That's just ****ed up. Blockading someone from work over a piece of bloody paper!

JUST MAKE UP A REFERENCE!! it's not some government court approved and stamped, notarised document! It's literally a handwritten letter or an email, ****ing stupid rofl
Calling would have been the better solution. Email works in some situations but not others.
If you feel you lack confidence then get one of your parents to do it.
Original post by SarcAndSpark
Could the emails be going to her junk folder?

I would call her- rather than text or email- and talk through the situation. If she can't find the email, maybe talk her through looking in her junk folder, or maybe ask her to email someone at the shop so that they can send the email in reply to her.

If she just hasn't got around to it yet, asking her nicely over the phone may be enough to get her to commit.

Or maybe they're asking her to do something a lot more onerous and involved than she expected and she's now no longer up for it? In which case, at least you'll know and you can move forwards and see if the shop can hold a position for you until September when someone from college can reply.

The thing is, your college teacher is likely to have some experience giving references, and also is probably not very busy at the moment. This woman may have never given a reference before and be nervous about doing it or just have other priorities.

You can't make her do it, but I'd suggest calling her as a last attempt to get her to do it.
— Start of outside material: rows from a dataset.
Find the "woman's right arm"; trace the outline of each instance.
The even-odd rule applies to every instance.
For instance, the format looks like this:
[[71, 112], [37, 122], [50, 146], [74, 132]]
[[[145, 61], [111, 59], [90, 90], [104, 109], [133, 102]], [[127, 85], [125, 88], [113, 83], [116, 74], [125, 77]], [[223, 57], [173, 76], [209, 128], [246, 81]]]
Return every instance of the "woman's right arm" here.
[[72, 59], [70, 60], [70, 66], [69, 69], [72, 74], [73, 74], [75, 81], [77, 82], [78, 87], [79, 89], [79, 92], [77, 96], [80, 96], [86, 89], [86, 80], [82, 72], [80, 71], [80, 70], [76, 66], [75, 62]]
If I feel too scared to text her, how can you expect me to call her? I give up
Original post by Anonymous
If I feel too scared to text her, how can you expect me to call her? I give up


If you're not willing to contact her, how do you expect to sort the situation out?

If you feel genuinely scared about sending her a polite text, I'd suggest that sorting out your anxiety should be your priority, before worrying about looking for a job.
Original post by SarcAndSpark
If you're not willing to contact her, how do you expect to sort the situation out?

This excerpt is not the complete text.